Jetzt gewinnt das Geschäft mit der Fotovoltaik an Bedeutung. Um die Solarmodule zu befestigen, werden Stahlgestänge auf einem Fundament befestigt, welches mit riesigen Schrauben im Boden verankert wird. Das Schrauben bietet wesentliche Zeit- und Kostenvorteile gegenüber der bisherigen Praxis, denn zeitaufwendiges Buddeln und Betonieren entfällt. „Die betonlose Fundamentierung ist die umweltschonende Lösung zur Gewinnung von Sonnenenergie“, sagt Krinner-Geschäftsführer Hans-Jürgen Sauter. Die Schraubfundamente seien rückbaubar und sogar wiederverwendbar.

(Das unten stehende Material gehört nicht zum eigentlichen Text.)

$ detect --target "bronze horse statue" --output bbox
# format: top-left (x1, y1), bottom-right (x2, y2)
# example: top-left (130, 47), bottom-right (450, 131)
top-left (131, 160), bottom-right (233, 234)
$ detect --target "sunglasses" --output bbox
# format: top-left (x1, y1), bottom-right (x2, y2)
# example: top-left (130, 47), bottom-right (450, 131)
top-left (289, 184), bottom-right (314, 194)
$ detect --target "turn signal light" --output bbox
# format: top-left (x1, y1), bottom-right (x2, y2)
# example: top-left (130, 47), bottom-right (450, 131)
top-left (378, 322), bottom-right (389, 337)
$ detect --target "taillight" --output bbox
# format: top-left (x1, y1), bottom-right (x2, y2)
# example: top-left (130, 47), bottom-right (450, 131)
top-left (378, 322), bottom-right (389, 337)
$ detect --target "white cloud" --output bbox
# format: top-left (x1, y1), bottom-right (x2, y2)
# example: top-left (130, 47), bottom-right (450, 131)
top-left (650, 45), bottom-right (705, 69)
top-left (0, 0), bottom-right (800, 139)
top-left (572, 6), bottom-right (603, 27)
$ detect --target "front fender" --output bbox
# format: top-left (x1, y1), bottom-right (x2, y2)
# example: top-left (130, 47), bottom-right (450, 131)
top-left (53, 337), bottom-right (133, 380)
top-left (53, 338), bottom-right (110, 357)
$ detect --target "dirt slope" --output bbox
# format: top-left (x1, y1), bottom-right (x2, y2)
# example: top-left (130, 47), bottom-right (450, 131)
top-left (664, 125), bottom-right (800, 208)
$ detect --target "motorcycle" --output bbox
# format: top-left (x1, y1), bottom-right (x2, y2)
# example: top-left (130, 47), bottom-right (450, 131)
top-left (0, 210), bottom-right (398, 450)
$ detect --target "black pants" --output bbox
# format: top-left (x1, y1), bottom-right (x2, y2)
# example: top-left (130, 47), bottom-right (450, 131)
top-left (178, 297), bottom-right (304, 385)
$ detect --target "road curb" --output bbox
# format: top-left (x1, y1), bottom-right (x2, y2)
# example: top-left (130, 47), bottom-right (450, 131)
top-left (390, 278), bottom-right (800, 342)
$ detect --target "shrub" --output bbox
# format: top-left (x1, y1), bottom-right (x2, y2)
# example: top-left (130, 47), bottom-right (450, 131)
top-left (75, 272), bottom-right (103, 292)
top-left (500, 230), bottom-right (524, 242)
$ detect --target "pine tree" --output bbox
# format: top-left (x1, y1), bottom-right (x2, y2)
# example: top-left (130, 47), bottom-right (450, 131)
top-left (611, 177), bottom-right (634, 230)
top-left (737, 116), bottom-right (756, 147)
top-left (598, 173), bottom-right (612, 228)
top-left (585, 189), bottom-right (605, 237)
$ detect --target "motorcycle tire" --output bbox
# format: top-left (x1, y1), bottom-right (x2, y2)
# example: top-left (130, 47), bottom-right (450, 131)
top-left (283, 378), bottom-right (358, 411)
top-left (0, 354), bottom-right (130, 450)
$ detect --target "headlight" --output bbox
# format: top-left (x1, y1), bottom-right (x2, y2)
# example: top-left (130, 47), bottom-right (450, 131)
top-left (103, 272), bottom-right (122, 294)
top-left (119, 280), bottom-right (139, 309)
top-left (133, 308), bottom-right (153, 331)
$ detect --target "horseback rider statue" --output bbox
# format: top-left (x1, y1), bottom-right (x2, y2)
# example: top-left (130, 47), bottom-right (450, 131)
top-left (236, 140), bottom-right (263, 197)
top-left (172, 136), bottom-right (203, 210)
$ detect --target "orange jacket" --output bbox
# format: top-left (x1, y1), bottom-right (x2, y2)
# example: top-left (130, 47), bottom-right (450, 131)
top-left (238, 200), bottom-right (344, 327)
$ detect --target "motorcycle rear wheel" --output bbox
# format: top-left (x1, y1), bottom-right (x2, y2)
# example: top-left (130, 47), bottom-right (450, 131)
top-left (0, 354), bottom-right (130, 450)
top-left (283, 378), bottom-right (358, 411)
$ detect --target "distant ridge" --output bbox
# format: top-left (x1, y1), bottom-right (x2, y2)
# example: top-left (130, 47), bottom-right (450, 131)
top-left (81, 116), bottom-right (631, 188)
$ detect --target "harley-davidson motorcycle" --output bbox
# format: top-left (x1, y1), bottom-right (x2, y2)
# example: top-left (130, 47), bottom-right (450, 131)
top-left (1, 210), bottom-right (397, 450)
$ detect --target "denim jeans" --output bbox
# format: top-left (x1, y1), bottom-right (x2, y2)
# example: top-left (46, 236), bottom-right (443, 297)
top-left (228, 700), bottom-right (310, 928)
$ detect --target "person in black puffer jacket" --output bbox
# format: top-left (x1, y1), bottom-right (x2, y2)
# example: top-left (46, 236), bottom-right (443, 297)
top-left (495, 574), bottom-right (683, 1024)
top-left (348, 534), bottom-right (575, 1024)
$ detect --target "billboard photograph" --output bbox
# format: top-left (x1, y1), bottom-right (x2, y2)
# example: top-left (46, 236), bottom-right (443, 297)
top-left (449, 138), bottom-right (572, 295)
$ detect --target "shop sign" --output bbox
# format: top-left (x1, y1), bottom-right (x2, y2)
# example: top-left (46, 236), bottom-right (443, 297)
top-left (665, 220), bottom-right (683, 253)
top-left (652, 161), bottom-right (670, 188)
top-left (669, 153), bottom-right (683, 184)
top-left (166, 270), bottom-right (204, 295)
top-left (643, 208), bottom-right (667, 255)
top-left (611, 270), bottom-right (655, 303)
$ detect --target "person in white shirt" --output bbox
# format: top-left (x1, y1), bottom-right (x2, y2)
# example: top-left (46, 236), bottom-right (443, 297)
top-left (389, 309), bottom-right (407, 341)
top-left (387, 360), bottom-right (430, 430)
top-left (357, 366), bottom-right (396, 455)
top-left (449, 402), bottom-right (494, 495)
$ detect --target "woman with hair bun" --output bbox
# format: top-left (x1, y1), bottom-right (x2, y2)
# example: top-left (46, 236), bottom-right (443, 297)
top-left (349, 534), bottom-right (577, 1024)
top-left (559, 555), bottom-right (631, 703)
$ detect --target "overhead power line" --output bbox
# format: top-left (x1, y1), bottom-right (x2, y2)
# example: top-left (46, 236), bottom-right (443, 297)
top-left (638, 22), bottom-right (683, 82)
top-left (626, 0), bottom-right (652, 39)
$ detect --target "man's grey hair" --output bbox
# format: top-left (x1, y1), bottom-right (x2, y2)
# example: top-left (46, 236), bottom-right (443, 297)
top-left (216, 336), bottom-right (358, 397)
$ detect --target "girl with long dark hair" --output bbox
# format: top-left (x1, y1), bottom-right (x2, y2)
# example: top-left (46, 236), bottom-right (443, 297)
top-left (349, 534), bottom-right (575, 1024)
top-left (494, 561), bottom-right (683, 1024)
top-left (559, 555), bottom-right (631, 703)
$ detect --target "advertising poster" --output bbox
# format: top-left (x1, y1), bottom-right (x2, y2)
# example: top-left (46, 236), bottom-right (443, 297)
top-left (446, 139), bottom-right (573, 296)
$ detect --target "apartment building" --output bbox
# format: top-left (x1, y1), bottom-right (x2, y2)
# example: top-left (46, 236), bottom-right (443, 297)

Gewappnet für die Energiewende
Das Schraubfundament wird per Eindrehwerkzeug oder eigens dafür entwickelten Maschinen binnen Minuten punktgenau und senkrecht im Boden verankert: mit Schrauben, die bis zu 4,5 Meter lang sind und einen maximalen Durchmesser von 22 Zentimetern haben.
Mehr als 800 Megawatt Fotovoltaikleistung, so viel wie ein kleiner Atommeiler, wurden bereits auf den Schraubkonstruktionen von Krinner installiert. Damit zählt sich die Gruppe mit 150 Mitarbeitern in Deutschland und Europa zu den Marktführern bei der installierten Leistung, aber auch in puncto Innovationen und Montagetechnik.
Um diese Stellung auszubauen, wurde 2011 in Straßkirchen kräftig investiert: Mehr als fünf Millionen Euro kostete eine neue Produktionshalle. Die Energiewende kann kommen, Krinner und der deutsche Mittelstand sind gewappnet.